Chatbots can sound neutral, but a new study suggests some models still pick sides in a familiar way. When prompted about social groups, the systems tended to be warmer toward an ingroup and colder toward an outgroup. That pattern is a core marker of AI social bias.

The research tested multiple big models, including GPT-4.1 and DeepSeek-3.1. It also found the effect can be pushed around by how you frame a request, which matters because everyday prompts often include identity labels, intentionally or not.

The bias showed up across models

Researchers prompted several large language models to generate text about different groups, then analyzed the outputs for sentiment patterns and clustering. The result was repeatable, more positive language for ingroups, more negative language for outgroups.

It wasn’t limited to one ecosystem. The paper lists GPT-4.1, DeepSeek-3.1, Llama 4, and Qwen-2.5 among the models where the pattern appeared.

Targeted prompts intensified it. In those tests, negative language aimed at outgroups increased by about 1.19% to 21.76% depending on the setup.

Where this hits in real products

The paper argues the issue goes beyond factual knowledge about groups, identity cues can trigger social attitudes in the writing itself. In other words, the model can drift into a group-coded voice.

That’s a risk for tools that summarize arguments, rewrite complaints, or moderate posts. Small shifts in warmth, blame, or skepticism can change what readers take away, even when the text stays fluent.

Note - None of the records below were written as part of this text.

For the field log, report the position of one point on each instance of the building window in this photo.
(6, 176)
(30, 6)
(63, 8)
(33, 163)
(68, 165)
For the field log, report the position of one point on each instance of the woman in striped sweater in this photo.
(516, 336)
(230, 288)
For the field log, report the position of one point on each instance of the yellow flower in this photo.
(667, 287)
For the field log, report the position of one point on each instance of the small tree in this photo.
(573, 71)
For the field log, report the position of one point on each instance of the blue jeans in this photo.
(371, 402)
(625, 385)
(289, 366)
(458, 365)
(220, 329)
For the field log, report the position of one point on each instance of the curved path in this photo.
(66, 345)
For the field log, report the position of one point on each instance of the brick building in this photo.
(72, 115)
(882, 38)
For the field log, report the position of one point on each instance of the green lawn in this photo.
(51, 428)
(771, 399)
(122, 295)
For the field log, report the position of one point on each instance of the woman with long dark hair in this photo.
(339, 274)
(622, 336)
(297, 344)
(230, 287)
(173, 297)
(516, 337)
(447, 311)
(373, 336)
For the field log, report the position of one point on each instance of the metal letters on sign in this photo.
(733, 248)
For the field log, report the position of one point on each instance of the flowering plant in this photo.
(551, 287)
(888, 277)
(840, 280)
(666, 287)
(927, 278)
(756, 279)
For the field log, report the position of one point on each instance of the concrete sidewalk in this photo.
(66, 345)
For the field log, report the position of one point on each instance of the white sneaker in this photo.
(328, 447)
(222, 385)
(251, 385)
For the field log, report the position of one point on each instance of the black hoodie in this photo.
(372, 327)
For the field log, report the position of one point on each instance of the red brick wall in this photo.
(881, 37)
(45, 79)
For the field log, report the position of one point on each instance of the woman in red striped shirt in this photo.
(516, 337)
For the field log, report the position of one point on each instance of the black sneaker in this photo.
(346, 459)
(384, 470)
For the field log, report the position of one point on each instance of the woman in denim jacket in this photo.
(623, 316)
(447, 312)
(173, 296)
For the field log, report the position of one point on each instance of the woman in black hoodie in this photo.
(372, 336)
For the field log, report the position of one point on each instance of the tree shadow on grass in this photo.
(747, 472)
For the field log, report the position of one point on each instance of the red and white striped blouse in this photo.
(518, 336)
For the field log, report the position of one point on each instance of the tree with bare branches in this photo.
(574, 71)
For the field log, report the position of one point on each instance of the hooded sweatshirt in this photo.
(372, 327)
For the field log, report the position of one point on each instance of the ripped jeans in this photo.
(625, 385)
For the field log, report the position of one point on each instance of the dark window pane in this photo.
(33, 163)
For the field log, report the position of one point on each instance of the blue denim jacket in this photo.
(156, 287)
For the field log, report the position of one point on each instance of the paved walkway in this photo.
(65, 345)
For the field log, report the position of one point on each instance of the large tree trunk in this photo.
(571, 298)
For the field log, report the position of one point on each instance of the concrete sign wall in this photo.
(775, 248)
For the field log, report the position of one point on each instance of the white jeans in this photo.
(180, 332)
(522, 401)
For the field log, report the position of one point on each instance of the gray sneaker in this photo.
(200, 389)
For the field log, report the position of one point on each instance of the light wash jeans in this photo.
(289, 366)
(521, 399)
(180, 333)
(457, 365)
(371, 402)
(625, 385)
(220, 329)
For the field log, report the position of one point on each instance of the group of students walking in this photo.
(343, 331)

Persona prompts add another lever. When models were asked to respond as specific political identities, outputs shifted in sentiment and embedding structure. Useful for roleplay, risky for “neutral” assistants.

A mitigation path that can be measured

ION combines fine-tuning with a preference-optimization step to narrow ingroup versus outgroup sentiment differences. In the reported results, it cut sentiment divergence by up to 69%.

That’s encouraging, but the paper doesn’t give a timeline for adoption by model providers. So for now, it’s on builders and buyers to treat this like a release metric, not a footnote.

If you ship a chatbot, add identity-cue tests and persona prompts to QA before updates roll out. If you’re a daily user, keep prompts anchored in behaviors and evidence instead of group labels, especially when tone matters.